In her book review of Dr. Greenspan’s book Engaging Autism: Using the Floortime Approach to Help Children Relate, Communicate, and Think, Dr. Karen Zelan says the following:
The authors devote several chapters explaining to parents how the Floortime model works. Much of what the authors describe represents informed, effective play psychotherapy. What’s more, the model was devised so that parents could apply its principles in the home. Parents should follow their children’s lead and learn to share their interests with the aim of expanding their psychological and behavioral repertoires. Parents and professionals can best reach the child by letting the interaction evolve gradually, with the child an active participant, sometimes leading the way, sometimes following an inventive adult who varies their joint activities. Emotional engagement is at the heart of the method whereby children come not only to value human interaction but to actually take pleasure in it.

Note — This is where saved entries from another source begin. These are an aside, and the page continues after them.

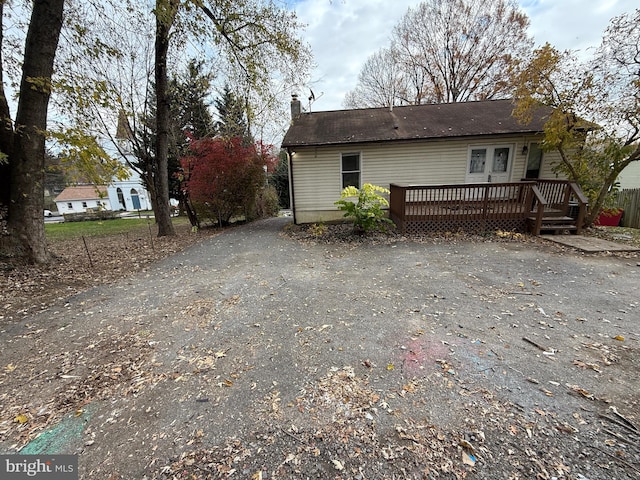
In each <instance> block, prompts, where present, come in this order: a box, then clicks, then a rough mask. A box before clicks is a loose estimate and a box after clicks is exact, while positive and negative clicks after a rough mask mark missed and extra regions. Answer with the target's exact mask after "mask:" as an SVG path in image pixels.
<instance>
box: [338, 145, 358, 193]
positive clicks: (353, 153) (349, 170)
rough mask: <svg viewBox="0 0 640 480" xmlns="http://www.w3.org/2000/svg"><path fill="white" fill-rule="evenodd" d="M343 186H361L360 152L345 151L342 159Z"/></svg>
mask: <svg viewBox="0 0 640 480" xmlns="http://www.w3.org/2000/svg"><path fill="white" fill-rule="evenodd" d="M340 169H341V173H342V188H346V187H351V186H353V187H356V188H360V154H359V153H343V154H342V158H341V160H340Z"/></svg>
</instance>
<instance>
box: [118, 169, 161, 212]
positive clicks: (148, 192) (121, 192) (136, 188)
mask: <svg viewBox="0 0 640 480" xmlns="http://www.w3.org/2000/svg"><path fill="white" fill-rule="evenodd" d="M127 170H128V171H129V178H128V179H126V180H122V181H120V180H117V181H114V182H113V183H112V184H111V185H109V186H108V187H107V191H108V194H109V200H110V202H111V208H112V209H113V210H126V211H127V212H136V211H138V210H151V209H152V208H151V198H150V195H149V192H147V190H146V189H145V188H144V185H143V184H142V179H141V178H140V175H139V174H138V172H135V171H134V170H132V169H131V168H127Z"/></svg>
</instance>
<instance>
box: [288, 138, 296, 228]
mask: <svg viewBox="0 0 640 480" xmlns="http://www.w3.org/2000/svg"><path fill="white" fill-rule="evenodd" d="M287 161H288V163H289V199H290V200H291V212H292V213H293V224H294V225H297V224H298V222H297V220H296V195H295V189H294V186H293V152H292V151H291V148H289V147H287Z"/></svg>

Dr. Stanley Greenspan and his co-author Dr. Wieder fortunately do not subscribe to the notion that ASD youngsters are incapable of pretend play. In building up a child’s use of words, concepts, and symbols, they stress the importance of pretend play in engaging the emotions. They also recommend “interactive drama” as a therapeutic tool. Citing the multi-modal appeal of attempts to help children think abstractly, the authors assert, “Teach not just with words but also with images, actions, and drama” (p. 124). A three-year-old boy with whom I worked experienced an emotional breakthrough as he dismissed his “bad boys” drama, a story that never ended happily, to join his mother in enacting what police officers actually do to protect families with little kids (Zelan, 2006).
“Once children, with or without ASD, learn the fun of interacting with another human being,” enthuse Greenspan and Wieder, “it feels so glorious and natural to them that they begin seeking it out more and more” (p. 77). And it’s never too late, write the authors, to achieve an authentic emotional engagement with even an older autistic youth. I once worked with a fourteen-year-old autistic girl who learned to re-engage emotionally by hugging me, then by jumping into my arms to be carried about. A caretaker’s pleasure in renewed contact with an autistic child doubtless fosters future emotional engagement between them; I was overjoyed that the girl who had grimly avoided personal contact now could not get enough of it (Zelan, 2003).